Dormagen Delrath - bald ohne Arzt?

Dormagen · Gewerbegebiet Kohnacker, RWE-Gastank, Autobahnanschluss Delrath – der Bürgerinitiative des Ortes hat zuletzt auf vielen Schlachtfeldern gekämpft. Nun droht auch noch dem letzten Supermarkt und der letzten Ärztin das Aus.

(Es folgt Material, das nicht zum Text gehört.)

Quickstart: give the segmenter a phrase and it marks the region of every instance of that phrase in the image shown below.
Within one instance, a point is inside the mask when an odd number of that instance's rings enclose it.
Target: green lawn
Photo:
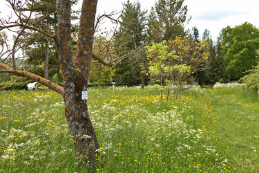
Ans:
[[[255,172],[258,102],[242,87],[171,94],[91,88],[88,107],[101,145],[95,172]],[[164,100],[166,100],[166,93]],[[52,91],[0,91],[0,172],[86,172]]]

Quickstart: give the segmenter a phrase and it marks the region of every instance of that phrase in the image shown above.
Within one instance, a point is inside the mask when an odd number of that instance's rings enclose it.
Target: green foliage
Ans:
[[[249,74],[242,77],[241,80],[258,94],[258,91],[259,90],[259,65],[257,65],[253,69],[249,70],[248,72],[249,72]]]
[[[222,46],[222,38],[218,37],[217,42],[213,44],[209,31],[206,29],[202,39],[206,43],[204,51],[209,55],[204,62],[204,71],[197,73],[199,84],[215,84],[220,80],[227,82],[225,76],[225,66]],[[226,81],[227,80],[227,81]]]
[[[94,170],[75,158],[61,95],[0,91],[0,170],[256,172],[258,101],[242,87],[193,91],[160,107],[148,87],[88,89],[101,147]]]
[[[15,77],[14,78],[16,79],[17,78]],[[6,88],[5,90],[28,89],[27,84],[32,82],[32,80],[28,80],[26,78],[21,78],[17,80],[16,82],[14,82],[10,87]],[[8,81],[0,82],[0,88],[10,86],[12,82],[9,78]]]
[[[186,35],[184,24],[188,21],[188,9],[187,6],[184,6],[184,0],[159,0],[155,7],[159,21],[162,24],[163,39]]]
[[[161,42],[162,26],[162,24],[158,21],[157,15],[156,14],[153,7],[151,8],[147,20],[147,39],[151,42]]]
[[[202,42],[178,37],[146,46],[151,77],[160,79],[161,85],[167,80],[181,86],[190,75],[201,69],[207,59],[207,53],[202,51],[204,46]]]
[[[118,57],[137,52],[122,60],[115,65],[115,81],[128,86],[137,85],[141,82],[140,65],[147,64],[144,50],[140,46],[145,42],[144,34],[146,11],[142,11],[140,2],[135,3],[127,1],[122,14],[122,22],[115,40],[115,49]]]
[[[226,73],[231,80],[239,80],[258,61],[259,30],[245,22],[222,30]]]

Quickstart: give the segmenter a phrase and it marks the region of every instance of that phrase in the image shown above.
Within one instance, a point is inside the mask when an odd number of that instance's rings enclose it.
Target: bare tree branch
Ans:
[[[5,70],[0,70],[0,73],[12,73],[15,75],[26,77],[28,79],[33,80],[35,81],[38,82],[39,83],[41,83],[48,86],[50,89],[60,93],[62,95],[64,95],[65,93],[65,90],[62,86],[48,80],[46,80],[39,75],[31,73],[26,71],[13,70],[12,68],[8,66],[8,65],[1,62],[0,62],[0,67],[2,67],[3,69],[5,69]]]

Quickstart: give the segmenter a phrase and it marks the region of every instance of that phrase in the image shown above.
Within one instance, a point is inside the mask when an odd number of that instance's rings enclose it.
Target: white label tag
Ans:
[[[87,91],[81,91],[81,100],[87,100]]]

Dr. Marion Eßer (48), Allgemeinmedizinerin aus Delrath, vergleicht ihre Praxis gerne mit einem Tante-Emma-Laden, der sich im Wettbewerb mit machtvollen Supermarktketten behaupten muss. Im Kampf um Patienten sei sie als Einzelkämpferin machtlos gegen die zu Gesundheitszentren verschmelzenden Gemeinschaftspraxen. „Wenn sich im Laufe dieses Jahres nichts ändert, muss ich die Praxis schließen“, sagt die Ärztin, die sich mit Abnehmkursen über Wasser hält. Insbesondere im vergangenen Jahre habe sie mit einem Patientenrückgang zu kämpfen gehabt. „Ich sitze offensichtlich an der falschen Stelle“, sagt Eßer und klagt darüber, dass das wachstumsstarke Nievenheim den Nachbarort geradezu niederdrückt.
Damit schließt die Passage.